A podcast series based on letters written by Kansas Sisters who served as midwives in Northern Nigeria during the late 1950s and 1960s.

Letters from Nigeria is based on actual letters written home by Dominican Sisters. The audio drama starts in 1956, when three Sisters travel to Northern Nigeria. Their mission is to help Dominican Fathers build a clinic in the predominantly Muslim area. When they arrive, Nigeria is preparing for Independence from the British, and Biafran War is yet to erupt.

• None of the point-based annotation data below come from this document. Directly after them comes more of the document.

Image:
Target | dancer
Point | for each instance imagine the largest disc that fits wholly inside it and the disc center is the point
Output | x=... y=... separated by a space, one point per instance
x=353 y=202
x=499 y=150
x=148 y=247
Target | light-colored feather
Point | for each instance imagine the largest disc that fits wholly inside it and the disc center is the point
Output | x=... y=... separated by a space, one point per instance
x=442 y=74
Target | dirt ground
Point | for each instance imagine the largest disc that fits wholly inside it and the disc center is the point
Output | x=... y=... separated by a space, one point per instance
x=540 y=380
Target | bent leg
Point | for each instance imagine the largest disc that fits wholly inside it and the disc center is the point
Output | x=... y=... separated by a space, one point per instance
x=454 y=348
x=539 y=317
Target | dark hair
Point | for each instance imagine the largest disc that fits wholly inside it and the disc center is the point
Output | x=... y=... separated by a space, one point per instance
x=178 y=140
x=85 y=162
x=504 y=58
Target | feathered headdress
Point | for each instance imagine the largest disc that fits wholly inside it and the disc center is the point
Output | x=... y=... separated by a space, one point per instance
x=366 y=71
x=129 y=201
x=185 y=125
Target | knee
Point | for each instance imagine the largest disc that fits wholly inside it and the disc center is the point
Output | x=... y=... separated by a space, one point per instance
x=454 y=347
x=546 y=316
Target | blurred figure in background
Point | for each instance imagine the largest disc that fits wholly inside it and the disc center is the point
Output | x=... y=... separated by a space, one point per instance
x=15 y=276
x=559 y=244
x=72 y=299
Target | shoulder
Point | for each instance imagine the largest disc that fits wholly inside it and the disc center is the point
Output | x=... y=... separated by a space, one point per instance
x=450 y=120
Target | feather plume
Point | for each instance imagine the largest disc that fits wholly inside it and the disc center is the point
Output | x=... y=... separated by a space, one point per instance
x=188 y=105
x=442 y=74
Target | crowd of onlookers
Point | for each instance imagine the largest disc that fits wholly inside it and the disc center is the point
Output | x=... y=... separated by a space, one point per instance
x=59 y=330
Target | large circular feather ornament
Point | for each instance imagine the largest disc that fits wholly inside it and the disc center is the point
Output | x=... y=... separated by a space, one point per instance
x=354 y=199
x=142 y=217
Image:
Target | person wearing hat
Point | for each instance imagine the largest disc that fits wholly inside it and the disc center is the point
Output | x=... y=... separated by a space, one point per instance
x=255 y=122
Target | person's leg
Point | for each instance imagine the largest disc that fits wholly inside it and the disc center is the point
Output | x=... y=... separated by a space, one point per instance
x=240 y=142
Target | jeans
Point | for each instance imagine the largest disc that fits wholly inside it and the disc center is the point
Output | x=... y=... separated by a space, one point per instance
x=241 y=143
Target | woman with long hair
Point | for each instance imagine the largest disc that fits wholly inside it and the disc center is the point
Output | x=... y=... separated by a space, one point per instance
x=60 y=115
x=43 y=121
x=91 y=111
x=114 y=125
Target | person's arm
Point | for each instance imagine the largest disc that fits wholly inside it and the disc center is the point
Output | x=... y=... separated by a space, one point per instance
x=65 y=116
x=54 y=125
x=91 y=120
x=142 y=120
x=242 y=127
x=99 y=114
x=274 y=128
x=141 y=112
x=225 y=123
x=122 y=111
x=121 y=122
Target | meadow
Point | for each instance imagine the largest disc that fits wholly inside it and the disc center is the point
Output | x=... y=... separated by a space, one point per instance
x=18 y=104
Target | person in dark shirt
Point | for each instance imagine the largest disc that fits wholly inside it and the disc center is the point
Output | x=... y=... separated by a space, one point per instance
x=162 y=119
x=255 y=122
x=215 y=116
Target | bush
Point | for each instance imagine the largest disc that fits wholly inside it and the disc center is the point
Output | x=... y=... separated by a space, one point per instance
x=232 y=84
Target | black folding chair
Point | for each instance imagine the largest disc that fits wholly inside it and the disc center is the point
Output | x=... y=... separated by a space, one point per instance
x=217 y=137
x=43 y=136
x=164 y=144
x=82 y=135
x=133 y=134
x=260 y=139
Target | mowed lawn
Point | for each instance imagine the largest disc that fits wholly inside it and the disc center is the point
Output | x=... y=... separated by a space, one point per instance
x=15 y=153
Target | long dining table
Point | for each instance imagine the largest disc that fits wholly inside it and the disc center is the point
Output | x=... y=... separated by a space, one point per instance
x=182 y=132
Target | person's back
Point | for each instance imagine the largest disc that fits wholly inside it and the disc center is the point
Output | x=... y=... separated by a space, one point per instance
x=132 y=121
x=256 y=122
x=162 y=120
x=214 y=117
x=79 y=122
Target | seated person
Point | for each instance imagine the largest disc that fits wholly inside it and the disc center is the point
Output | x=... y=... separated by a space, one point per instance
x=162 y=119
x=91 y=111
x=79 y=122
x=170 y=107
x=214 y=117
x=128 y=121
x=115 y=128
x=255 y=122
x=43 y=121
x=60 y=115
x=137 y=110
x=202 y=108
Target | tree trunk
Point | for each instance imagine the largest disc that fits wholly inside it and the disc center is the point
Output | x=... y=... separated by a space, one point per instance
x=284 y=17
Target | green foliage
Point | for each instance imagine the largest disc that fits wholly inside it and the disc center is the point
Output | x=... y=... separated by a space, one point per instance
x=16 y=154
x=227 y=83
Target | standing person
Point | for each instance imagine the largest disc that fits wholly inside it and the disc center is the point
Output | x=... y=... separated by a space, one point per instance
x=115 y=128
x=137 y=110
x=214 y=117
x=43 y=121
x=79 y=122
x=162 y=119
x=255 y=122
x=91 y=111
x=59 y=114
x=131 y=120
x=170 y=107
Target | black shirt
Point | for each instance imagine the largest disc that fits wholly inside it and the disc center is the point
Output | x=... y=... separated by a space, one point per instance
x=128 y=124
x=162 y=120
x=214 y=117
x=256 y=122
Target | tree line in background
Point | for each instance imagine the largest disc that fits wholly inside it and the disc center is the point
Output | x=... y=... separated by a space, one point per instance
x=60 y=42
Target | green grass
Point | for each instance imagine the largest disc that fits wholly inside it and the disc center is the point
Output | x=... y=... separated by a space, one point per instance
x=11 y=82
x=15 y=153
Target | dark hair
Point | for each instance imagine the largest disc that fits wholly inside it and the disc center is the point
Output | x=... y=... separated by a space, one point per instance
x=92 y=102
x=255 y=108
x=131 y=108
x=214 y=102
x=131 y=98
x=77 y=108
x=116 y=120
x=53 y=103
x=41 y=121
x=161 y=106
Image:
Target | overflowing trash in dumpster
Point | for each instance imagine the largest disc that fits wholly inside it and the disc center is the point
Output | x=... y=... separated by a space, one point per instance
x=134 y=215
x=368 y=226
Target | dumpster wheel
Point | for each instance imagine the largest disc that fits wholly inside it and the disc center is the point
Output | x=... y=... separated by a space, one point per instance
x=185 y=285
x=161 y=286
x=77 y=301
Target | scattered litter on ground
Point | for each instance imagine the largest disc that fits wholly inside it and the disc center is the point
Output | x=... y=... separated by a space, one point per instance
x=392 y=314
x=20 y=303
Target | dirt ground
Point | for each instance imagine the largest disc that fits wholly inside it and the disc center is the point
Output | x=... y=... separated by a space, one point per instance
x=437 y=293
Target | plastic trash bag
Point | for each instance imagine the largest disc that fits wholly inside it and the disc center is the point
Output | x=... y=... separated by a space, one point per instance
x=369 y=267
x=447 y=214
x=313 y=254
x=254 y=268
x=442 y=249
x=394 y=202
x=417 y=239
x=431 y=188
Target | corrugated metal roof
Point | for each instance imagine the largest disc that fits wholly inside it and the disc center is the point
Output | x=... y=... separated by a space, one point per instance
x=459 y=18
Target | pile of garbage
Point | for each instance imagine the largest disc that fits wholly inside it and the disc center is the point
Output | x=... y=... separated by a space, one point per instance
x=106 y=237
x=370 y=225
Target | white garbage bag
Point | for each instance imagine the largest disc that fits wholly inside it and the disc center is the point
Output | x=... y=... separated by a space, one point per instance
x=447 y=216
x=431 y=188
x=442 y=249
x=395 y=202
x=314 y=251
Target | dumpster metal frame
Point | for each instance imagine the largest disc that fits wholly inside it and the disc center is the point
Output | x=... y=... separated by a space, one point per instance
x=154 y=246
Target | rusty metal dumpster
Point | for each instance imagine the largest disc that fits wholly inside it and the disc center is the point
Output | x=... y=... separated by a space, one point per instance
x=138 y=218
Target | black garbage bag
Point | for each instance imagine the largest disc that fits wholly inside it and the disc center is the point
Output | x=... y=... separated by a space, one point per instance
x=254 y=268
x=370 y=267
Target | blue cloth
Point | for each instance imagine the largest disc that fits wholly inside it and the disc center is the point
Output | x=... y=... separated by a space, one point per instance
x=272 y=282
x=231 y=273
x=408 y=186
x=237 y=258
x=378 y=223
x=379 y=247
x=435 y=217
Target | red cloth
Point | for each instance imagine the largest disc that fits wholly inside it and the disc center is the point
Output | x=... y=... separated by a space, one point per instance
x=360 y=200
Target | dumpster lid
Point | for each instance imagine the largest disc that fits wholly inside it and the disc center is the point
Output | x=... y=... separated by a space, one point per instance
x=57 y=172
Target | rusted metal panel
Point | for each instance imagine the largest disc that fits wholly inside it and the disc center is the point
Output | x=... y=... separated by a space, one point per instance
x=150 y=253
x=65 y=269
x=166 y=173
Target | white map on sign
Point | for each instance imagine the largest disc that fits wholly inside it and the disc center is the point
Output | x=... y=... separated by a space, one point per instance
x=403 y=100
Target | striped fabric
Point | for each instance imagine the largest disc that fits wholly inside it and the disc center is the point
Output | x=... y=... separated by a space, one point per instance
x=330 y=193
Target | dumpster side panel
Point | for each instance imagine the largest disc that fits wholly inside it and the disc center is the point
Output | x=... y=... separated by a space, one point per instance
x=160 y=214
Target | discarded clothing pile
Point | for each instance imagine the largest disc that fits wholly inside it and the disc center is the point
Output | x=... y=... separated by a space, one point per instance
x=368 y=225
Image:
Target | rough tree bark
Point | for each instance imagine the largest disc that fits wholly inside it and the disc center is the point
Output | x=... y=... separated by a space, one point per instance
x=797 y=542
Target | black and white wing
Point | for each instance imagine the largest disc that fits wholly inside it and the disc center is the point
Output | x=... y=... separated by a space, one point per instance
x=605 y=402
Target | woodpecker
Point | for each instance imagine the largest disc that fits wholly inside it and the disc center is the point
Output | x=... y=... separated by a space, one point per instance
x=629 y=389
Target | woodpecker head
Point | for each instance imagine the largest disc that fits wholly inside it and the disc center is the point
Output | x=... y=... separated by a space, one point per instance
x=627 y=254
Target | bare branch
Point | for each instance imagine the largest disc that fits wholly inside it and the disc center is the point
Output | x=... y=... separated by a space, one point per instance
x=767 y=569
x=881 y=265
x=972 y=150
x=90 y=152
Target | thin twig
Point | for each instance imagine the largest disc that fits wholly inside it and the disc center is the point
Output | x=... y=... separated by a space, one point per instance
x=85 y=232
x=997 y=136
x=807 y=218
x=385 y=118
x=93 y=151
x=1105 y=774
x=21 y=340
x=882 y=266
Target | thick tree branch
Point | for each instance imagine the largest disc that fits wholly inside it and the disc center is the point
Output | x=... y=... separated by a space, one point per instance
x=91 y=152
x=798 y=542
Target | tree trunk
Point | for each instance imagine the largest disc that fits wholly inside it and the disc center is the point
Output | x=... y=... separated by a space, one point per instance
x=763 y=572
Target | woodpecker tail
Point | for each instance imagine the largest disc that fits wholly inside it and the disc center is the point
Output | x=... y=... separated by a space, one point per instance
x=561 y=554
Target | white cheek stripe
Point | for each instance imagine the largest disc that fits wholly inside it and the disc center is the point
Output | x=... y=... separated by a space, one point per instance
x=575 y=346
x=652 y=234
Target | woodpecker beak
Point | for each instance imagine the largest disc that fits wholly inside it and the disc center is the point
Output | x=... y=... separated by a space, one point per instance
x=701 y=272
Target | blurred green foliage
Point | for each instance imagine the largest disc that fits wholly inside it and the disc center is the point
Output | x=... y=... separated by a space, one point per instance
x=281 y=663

You’ll hear their stories about the Sisters driving into the bush to dispense medicine, asking Hausa chieftains permission to deliver their wives’ babies, and juju medicine—a far cry from their sheltered lives in Kansas. The Sisters’ faith and farm-girl upbringing get them through hardships and help them gain respect from Nigerians of all faiths.  See also About Letters from Nigeria.

A Sister Hildy Mystery

While learning how to deliver life at an Arizona midwifery school, Sister Hildy encounters a suspicious death next to Native American lands.

Birth of a Midwife is a fictitious spin off from the Letters from Nigeria audio drama about the clever Sister Hildy who is training to be a midwife on Native American lands and discovers a suspicious death. Was it the tragic result of the private war between two tribes fighting over land or premeditated murder?